Kondisi tersebut mendorong warga untuk tidak hanya bergantung pada hasil pertanian utama, tetapi juga mencari cara lain untuk memperkuat ketahanan pangan keluarga.
Salah satunya melalui pemanfaatan lahan pekarangan untuk menanam berbagai jenis sayuran.
Seusai pelatihan, kelompok ibu-ibu langsung mempraktikkan penanaman bibit terong, sawi bok choy atau pakcoy, bayam, dan kangkung di salah satu pekarangan warga Dusun 10.
Bibit yang telah dibagikan kemudian dibawa pulang untuk ditanam di pekarangan masing-masing warga.
Ni Luh Apriliani, salah satu anggota kelompok, mengatakan kegiatan tersebut memberikan manfaat langsung bagi masyarakat, terutama dalam memperkuat ketahanan pangan keluarga.
“Kita sangat senang dengan kegiatan seperti ini. Apalagi setelah gagal panen tahun kemarin, pemanfaatan lahan pekarangan sangat membantu warga,” ujarnya.
Selain persoalan pangan, warga juga menilai perubahan iklim perlu dihadapi dengan meningkatkan pemahaman mengenai kesehatan, khususnya kesehatan reproduksi perempuan dan remaja.
Anggota Satgas PPA Desa Tolai, Ni Wayan Ayu Handayani, mengatakan informasi mengenai kesehatan reproduksi menjadi semakin penting ketika masyarakat menghadapi kondisi kekeringan.
“Saat kekeringan kita kadang menyepelekan sanitasi dan kebersihan yang ternyata rawan terhadap penyakit reproduksi. Ini informasi penting bukan hanya bagi ibu-ibu, tapi juga bagi remaja perempuan,” ungkap Ayu.
Inisiatif masyarakat tersebut mendapat dukungan dari Yayasan IPAS Indonesia yang selama ini memiliki perhatian pada isu keadilan reproduksi serta akses layanan kesehatan reproduksi bagi perempuan dan remaja.
Melalui kegiatan tersebut, warga tidak hanya mendapatkan pengetahuan mengenai kesehatan dan lingkungan, tetapi juga mulai membangun langkah praktis untuk menghadapi dampak perubahan iklim dari tingkat rumah tangga.
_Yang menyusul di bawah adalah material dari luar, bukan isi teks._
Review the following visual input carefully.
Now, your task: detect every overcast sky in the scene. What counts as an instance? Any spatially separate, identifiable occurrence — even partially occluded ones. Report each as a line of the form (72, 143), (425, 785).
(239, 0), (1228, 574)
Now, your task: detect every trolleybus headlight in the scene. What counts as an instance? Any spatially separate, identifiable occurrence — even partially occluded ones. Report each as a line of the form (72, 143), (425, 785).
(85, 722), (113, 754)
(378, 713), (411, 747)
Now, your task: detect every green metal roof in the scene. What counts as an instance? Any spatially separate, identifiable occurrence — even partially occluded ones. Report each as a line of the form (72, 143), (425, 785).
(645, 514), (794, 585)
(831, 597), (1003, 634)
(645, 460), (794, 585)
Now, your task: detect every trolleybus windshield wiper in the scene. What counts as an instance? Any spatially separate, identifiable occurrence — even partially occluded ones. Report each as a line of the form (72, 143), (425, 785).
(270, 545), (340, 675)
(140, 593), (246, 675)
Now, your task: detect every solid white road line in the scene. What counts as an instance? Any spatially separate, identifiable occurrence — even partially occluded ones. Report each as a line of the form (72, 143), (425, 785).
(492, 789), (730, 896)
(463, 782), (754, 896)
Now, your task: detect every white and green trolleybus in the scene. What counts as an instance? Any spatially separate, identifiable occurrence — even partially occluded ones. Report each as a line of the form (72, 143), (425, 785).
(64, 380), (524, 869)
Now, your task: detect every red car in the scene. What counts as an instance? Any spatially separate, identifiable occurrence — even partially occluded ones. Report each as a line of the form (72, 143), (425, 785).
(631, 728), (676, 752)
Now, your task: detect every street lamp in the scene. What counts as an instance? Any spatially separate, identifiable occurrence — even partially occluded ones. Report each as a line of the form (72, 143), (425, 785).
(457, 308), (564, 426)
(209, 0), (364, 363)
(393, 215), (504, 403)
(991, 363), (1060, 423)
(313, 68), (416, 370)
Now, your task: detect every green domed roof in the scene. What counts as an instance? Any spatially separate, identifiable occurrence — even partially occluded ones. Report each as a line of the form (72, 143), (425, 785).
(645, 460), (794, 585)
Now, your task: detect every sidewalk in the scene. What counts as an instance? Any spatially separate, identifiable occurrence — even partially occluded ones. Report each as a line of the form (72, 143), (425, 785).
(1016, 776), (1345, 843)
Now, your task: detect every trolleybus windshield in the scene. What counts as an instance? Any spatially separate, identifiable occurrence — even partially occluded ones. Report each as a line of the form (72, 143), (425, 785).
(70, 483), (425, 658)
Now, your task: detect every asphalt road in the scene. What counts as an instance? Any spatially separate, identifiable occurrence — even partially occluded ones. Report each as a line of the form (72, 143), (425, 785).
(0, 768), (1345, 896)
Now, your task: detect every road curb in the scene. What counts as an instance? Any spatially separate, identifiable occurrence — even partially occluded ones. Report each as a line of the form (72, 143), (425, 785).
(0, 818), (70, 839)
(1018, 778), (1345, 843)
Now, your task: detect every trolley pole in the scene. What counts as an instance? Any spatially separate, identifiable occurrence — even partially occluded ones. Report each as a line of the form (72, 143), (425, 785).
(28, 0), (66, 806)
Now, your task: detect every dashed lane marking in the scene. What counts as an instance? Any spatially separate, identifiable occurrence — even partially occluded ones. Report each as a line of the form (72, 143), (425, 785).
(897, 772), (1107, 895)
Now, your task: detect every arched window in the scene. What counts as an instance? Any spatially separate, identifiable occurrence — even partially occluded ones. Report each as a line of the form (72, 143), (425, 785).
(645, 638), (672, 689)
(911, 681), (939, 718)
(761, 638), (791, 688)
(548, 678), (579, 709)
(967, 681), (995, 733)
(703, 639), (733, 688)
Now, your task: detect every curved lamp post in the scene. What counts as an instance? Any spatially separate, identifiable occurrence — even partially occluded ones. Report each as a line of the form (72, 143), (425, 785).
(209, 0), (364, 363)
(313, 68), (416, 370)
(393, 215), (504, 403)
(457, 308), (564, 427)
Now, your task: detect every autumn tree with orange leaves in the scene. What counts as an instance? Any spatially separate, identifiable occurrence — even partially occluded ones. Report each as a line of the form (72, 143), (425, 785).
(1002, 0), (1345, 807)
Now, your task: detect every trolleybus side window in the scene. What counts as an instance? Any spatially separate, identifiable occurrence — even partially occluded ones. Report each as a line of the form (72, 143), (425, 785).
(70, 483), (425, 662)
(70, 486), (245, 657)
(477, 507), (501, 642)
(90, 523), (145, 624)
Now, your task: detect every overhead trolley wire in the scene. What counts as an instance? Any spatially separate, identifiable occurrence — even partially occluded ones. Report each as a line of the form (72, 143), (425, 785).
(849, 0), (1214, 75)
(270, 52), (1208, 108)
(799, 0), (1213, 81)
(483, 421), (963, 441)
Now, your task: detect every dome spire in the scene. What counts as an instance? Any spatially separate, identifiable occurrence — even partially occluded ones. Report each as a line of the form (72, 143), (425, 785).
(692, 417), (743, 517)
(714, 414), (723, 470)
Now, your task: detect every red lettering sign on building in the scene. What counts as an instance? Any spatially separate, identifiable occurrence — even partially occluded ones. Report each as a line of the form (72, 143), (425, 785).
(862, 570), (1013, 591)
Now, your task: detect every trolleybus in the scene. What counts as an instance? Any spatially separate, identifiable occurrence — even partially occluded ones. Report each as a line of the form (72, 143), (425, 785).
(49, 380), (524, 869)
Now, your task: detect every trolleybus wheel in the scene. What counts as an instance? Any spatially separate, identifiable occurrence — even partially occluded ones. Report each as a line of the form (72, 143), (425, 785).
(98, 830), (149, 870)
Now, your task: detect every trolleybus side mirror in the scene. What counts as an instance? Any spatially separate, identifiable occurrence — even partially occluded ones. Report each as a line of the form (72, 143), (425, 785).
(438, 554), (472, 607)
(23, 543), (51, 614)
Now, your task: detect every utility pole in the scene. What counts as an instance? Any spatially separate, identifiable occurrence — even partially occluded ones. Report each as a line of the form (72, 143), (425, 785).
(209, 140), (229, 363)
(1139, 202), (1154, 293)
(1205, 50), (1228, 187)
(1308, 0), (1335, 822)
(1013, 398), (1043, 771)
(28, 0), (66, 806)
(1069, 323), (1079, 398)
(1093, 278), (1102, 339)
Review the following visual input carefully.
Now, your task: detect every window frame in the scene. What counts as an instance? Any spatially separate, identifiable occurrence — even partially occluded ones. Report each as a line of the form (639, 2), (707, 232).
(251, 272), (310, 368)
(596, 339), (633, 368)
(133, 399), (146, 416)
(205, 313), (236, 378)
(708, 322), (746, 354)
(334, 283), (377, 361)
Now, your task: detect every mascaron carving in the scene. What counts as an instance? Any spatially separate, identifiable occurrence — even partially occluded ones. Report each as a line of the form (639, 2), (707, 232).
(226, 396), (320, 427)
Warga berharap kegiatan serupa dapat terus dilakukan secara berkelanjutan. Dengan demikian, masyarakat Desa Tolai diharapkan semakin memiliki ketahanan dan kemandirian dalam menghadapi perubahan cuaca maupun ancaman bencana yang semakin sulit diprediksi. (*/ap)
Apa Reaksimu?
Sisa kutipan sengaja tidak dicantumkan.